ストレスという言葉はごく一般的になりましたが、もともとは物理学用語で、「物体の歪み」を意味します。ゴムボールを指で押すと歪みます。この歪んだ状態をストレスといいます。
この概念を医学の分野に取り入れたのがハンス・セリエです。セリエは、動物にさまざまな刺激を与えると、生体に変化が現れることを観察し、この刺激をストレッサー、これによって引き起こされる生物学的反応をストレスと定義しました。
ストレッサーには物理的、化学的、心理社会的ストレッサーがあります。物理的ストレッサーには、厳しい高温や低音、激しい騒音や振動があります。化学的ストレッサーには、薬物、空気中の有害物質などがあります。心理社会的ストレッサーには、対人関係、仕事上の問題などさまざまなストレッサーがあります。
なかでもストレスを考えるうえで重要であり複雑であるのは、心理社会的ストレッサーであると考えられています。
人間は、自分を守るために生体防御機構が働き、健康を維持しようとしています。しかし、こころやからだに適応できる限度以上のストレッサーがかかると、こころやからだに様々な変化を生じ、病気に至ります。

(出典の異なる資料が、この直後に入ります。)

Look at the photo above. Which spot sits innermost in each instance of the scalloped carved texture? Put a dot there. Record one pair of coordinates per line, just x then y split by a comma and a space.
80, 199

人間のこころとからだは密接に関連しているため、心理社会的ストレッサーは身体疾患の発症と関連を持つと考えられています。このような疾患には、次のようなものがあります。
・ 循環器系の病気(高血圧・動脈硬化・狭心症・心筋梗塞など)
・ 消化器系の病気(胃炎・胃潰瘍・下痢・便秘・慢性膵炎など)
・ 呼吸器系の病気(過換気症候群・喘息など)
・ 内分泌・代謝系の病気(糖尿病・バセドウ病・摂食障害など)
・ 神経・筋肉系の病気(偏頭痛・書痙・自律神経失調症)
・ 皮膚科系の病気(慢性じんましん・アトピー性皮膚炎・円形脱毛症など)
・ 婦人科系の病気(月経前症候群・更年期障害など)
私たちは、日常生活の中でストレスから逃れることはできません。ストレスとうまく付き合い、こころやからだの病気にならないためには、自分の「ストレスサイン」に早く気づくことが大切です。

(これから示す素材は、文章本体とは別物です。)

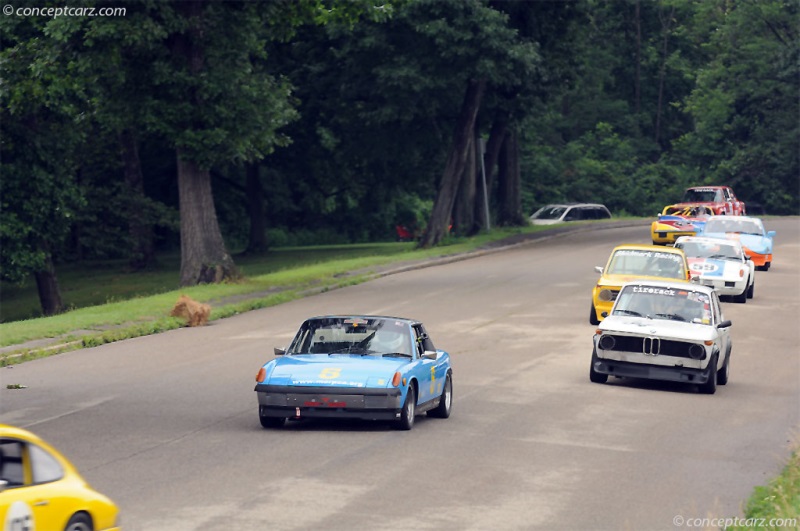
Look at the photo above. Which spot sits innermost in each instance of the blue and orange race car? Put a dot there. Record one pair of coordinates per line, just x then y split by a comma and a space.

こころのサインは、態度や行動などに見られる客観的サインと自覚的なサインがあります。落ち着かない、なにもしない、仕事の能率があがらない、服装が乱れる、奇妙な言葉などは客観的にみられるサインです。不安、ゆううつ、怖い、気が重い、いらいら、悲観などは自覚的なサインです。

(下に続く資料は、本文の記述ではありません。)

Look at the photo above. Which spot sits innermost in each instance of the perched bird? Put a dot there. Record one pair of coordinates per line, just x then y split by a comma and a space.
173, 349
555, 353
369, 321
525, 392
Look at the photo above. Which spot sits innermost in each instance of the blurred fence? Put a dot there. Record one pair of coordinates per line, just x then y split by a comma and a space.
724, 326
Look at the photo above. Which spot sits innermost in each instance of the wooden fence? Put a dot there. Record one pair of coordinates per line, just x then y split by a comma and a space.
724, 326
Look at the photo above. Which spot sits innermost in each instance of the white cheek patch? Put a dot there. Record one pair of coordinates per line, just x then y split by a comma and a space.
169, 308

からだのサインも客観的なサインと自覚的なサインがあります。発汗が異常に多い、脈拍が多くなる、血圧が上がる、便秘や下痢、涙を流すなどは客観的サインです。また、胃潰瘍やじん麻疹などの病変が現れることもあります。めまい、頭痛、息切れ、動悸、腹痛、しびれなどは自覚的なサインです。